Dying Alone: The Social Production of Urban Isolation
- Chicago Heat Wave of 1995 highlighted social isolation and urban neglect when over 700 people, mostly elderly individuals living alone, died due to extreme heat in city.
- Aging populations, fear of crime, urban degradation, and erosion of social support led to the isolation.
- Isolation raises risks of untreated medical conditions, premature death, and mental illness.
- Socially isolated individuals are more likely to suffer from stress-related illnesses and lacking emergency support.
- The rise in people living alone is a health concern as interventions are required.
- Strengthening social programs, civic engagement, and prioritizing spaces are needed to help elderly and low-income individuals.
- Lacking connection is as dangerous as smoking, drinking, and physical inactivity.

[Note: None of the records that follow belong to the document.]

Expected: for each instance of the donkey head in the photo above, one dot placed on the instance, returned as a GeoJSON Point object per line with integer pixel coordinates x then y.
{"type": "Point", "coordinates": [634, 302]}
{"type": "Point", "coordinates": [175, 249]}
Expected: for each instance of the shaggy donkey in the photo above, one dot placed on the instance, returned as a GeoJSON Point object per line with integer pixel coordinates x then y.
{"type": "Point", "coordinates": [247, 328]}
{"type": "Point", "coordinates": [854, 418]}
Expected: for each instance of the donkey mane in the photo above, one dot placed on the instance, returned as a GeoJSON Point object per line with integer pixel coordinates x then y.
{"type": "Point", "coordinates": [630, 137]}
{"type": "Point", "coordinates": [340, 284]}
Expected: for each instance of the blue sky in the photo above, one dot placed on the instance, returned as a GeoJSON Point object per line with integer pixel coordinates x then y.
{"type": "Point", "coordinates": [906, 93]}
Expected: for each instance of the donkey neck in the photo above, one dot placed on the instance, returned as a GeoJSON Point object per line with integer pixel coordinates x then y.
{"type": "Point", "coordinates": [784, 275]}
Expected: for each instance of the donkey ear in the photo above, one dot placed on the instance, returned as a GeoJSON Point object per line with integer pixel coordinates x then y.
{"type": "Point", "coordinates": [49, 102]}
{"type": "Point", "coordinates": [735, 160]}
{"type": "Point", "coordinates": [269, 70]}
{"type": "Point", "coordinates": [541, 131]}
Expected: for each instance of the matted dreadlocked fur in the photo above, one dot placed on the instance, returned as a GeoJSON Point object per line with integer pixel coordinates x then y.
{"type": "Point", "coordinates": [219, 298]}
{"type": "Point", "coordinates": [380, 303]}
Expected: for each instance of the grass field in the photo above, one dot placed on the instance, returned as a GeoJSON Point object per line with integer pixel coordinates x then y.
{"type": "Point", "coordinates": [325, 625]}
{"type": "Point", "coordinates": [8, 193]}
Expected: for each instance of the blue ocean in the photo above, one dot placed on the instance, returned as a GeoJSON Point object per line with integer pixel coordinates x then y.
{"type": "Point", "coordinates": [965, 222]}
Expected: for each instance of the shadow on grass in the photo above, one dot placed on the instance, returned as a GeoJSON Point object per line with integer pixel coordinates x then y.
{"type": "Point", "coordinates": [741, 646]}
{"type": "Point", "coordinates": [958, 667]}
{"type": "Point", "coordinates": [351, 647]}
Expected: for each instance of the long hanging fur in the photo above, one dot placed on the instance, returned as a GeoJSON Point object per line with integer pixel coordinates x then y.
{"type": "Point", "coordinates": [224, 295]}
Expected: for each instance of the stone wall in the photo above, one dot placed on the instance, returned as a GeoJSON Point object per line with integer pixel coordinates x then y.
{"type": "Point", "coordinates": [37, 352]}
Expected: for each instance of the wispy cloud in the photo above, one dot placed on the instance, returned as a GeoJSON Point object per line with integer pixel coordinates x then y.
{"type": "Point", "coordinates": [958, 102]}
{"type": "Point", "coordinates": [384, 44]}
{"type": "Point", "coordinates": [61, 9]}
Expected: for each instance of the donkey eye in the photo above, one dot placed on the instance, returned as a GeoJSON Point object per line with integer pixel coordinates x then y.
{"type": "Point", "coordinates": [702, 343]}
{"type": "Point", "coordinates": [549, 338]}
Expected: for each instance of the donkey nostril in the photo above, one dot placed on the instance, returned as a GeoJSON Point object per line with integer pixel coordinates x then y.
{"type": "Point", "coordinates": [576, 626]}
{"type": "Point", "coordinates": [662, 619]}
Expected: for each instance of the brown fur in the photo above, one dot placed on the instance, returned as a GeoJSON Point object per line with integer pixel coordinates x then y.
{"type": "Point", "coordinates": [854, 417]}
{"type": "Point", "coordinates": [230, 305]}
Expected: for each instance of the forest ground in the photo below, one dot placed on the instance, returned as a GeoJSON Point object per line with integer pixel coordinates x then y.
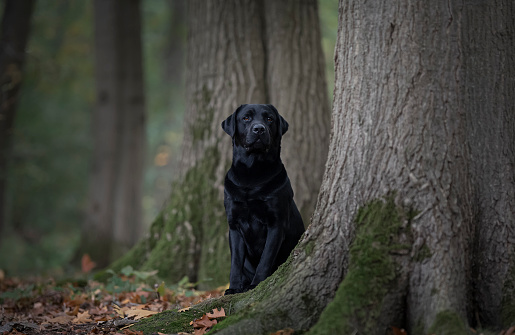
{"type": "Point", "coordinates": [86, 307]}
{"type": "Point", "coordinates": [82, 306]}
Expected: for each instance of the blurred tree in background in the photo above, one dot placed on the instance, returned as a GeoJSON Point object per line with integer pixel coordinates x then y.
{"type": "Point", "coordinates": [238, 52]}
{"type": "Point", "coordinates": [13, 41]}
{"type": "Point", "coordinates": [52, 139]}
{"type": "Point", "coordinates": [114, 214]}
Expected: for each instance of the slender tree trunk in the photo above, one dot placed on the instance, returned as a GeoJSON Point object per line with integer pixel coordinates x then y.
{"type": "Point", "coordinates": [414, 226]}
{"type": "Point", "coordinates": [114, 217]}
{"type": "Point", "coordinates": [297, 87]}
{"type": "Point", "coordinates": [13, 40]}
{"type": "Point", "coordinates": [229, 63]}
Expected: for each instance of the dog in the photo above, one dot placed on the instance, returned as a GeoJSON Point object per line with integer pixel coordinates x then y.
{"type": "Point", "coordinates": [264, 222]}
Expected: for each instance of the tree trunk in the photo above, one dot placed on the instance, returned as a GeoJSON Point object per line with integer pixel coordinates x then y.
{"type": "Point", "coordinates": [295, 73]}
{"type": "Point", "coordinates": [114, 217]}
{"type": "Point", "coordinates": [13, 40]}
{"type": "Point", "coordinates": [414, 226]}
{"type": "Point", "coordinates": [230, 62]}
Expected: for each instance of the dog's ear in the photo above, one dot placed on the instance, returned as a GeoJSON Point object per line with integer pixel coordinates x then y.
{"type": "Point", "coordinates": [229, 124]}
{"type": "Point", "coordinates": [283, 125]}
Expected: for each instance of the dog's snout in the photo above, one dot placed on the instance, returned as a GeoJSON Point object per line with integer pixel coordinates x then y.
{"type": "Point", "coordinates": [258, 129]}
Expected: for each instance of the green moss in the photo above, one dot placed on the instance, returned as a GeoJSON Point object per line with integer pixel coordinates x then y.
{"type": "Point", "coordinates": [358, 301]}
{"type": "Point", "coordinates": [423, 253]}
{"type": "Point", "coordinates": [169, 322]}
{"type": "Point", "coordinates": [309, 247]}
{"type": "Point", "coordinates": [508, 299]}
{"type": "Point", "coordinates": [188, 238]}
{"type": "Point", "coordinates": [448, 323]}
{"type": "Point", "coordinates": [201, 128]}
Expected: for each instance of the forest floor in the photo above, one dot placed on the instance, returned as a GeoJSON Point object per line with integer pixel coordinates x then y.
{"type": "Point", "coordinates": [47, 306]}
{"type": "Point", "coordinates": [87, 307]}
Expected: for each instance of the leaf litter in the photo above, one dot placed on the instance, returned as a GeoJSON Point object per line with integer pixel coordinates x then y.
{"type": "Point", "coordinates": [89, 307]}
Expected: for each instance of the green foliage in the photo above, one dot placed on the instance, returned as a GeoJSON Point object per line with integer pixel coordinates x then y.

6 Pillars To Advance Social Connection
- Strengthen social infrastructure.
- Enact pro-connection public policies.
- Mobilize the health sector.
- Reform digital environments.
- Deepen our knowledge.
- Build a culture of connection.
News Media Constructions of Overweight and Eating Disorders
- Media framing typically portrays anorexia and bulimia as illnesses beyond one's control, with sufferers depicted as young, white, middle-class women.
- Media frames obesity as being a moral failure involving blaming, with emphasis being on ignoring structural factors like SES.
- The media frames portray obesity as common among racial minorities and low income populations.
- Comparative studies: A white girl with anorexia is depicted with sympathy and a recovery as heroic in nature, but a black single mother with obesity struggles to manage son's weight is criticized harshly with a focus on person accountability and not systematic barriers.
Managing Chronic Pain In The Urban Safety Net
- The CDC gave new guidelines restricting the use of opioids and patients receiving them.
- The Structural Inequalities involved, show women, those w/ low SES, and POC were less likely to receive management.
- Doctors and patients are part of political and social influenced parties.
- High cultural capital is involved in healthcare.
The Shifting Engines of Medicalization
- Medicalization = needing a condition
- Doctors/Pharmaceuticals expanding categories of medical need or treatment can now drive medicalization, as well as narratives.